O tempo correu rápido e chegamos a 2023. A internet 5G é ubíqua. A inflação voltou, menos feroz que antes (até quando?). Gravar CDs é fácil e barato, mas ninguém quer mais saber de CDs, só de cassetes (de novo!) e de… discos de vinil. Outra coisa que não existia em 1997 era a prática de relançamentos comemorativos de álbuns históricos, geralmente em edições cheias de penduricalhos.

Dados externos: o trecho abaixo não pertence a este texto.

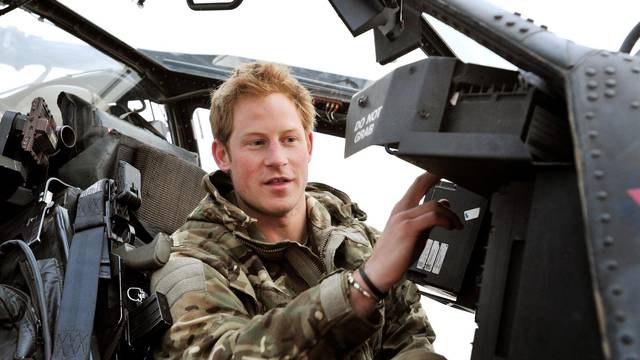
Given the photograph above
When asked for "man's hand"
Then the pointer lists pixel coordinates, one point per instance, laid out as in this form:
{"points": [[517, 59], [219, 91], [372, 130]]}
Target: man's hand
{"points": [[401, 241]]}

O tempo corre rápido e nossos discos favoritos completam 15, 20… 25 anos de lançamento. E o primeiro álbum dos Cigarettes, “Bingo“, que sobreviveu como uma heroica e rara relíquia digital da década de 1990, correu atrás do tempo e o alcançou. Hoje, podemos ouvir um dos trabalhos mais importantes do rock indie brasileiro em glorioso som analógico, remixado e remasterizado, com direito a faixas extras. Um tratamento outrora reservado a dinossauros, incomum no Brasil até mesmo para medalhões consagrados.

Marcelo Colares / Foto: Eugenio Vieira

Tanto em termos sonoros quanto mercadológicos, “Bingo” é um instantâneo histórico, um retrato de uma fase mais espinhosa e incerta do indie rock brazuca – espinhosa, incerta e cheia de boas lembranças. Não sabendo que era “impossível” lançar um CD independente com canções cantadas em inglês em 1997, Marcelo Colares, Rodrigo Lariú e o selo midsummer madness foram lá e lançaram. Com o passar do tempo, multiplicaram-se as lendas sobre o álbum. Dizem que o álbum foi remixado depois de pronto, na calada da noite, por Colares, à revelia dos demais envolvidos. Metade da tiragem original foi enviada para um distribuidor de Portugal e desapareceu, o que contribuiu para a atual raridade do CD original.

Mas vamos imprimir os fatos, não a lenda. E os fatos são a música. “Bingo” soa tão fresco e encantador quanto em 1997. Ou ainda mais, com o benefício do som remasterizado. Mesmo as pequenas imperfeições no instrumental e/ou nos vocais tiveram seu charme elevado. O crunch em “Show”, “We’re Gonna Make a Sound”, “Sweet Little Darling” e “Junk” nunca pareceu tão crocante. Já o shimmer de “Happiness”, “The Beauty of the Day” e “Friendship” nunca foi tão límpido. Assim como “Blues”, “Say Goodbye”, “Naturally Sad” e “Fool” nunca soaram tão melancólicas. “You Gonna Make a Movie” ganhou cores cinematográficas, um rave-up em Cinemascope e Technicolor.

E quando Colares canta os versos que abrem este texto, na abertura do mini-épico “Under Lights”, sua voz nunca soou tão perto de nós, para submergir num dos grandes momentos de heroísmo guitarrístico daquela década. Sempre foi o encerramento perfeito para o disco.

Por mais que o tempo tenha corrido rápido (até demais) e a nova mixagem de Eduardo Ramos e o remaster de Alan Douches tenham trazido inédita clareza e punch, um aspecto fundamental de “Bingo” não foi alterado. Pode ter mesmo se intensificado. Refiro-me à sensação de que o disco existe em um universo paralelo, mais inocente e sonhador e ao mesmo tempo mais ambicioso. Um universo no qual canções barulhentas fazem sucesso na rádio e na TV; onde a melancolia e o romantismo juvenil sejam vistos como qualidades, não sinais de imaturidade; e onde podemos nos referir aos Cigarettes sem tantos complementos e apostos. Não como “uma das mais importantes bandas da história do indie brasileiro”, e sim como “uma das mais importantes bandas brasileiras”, apenas.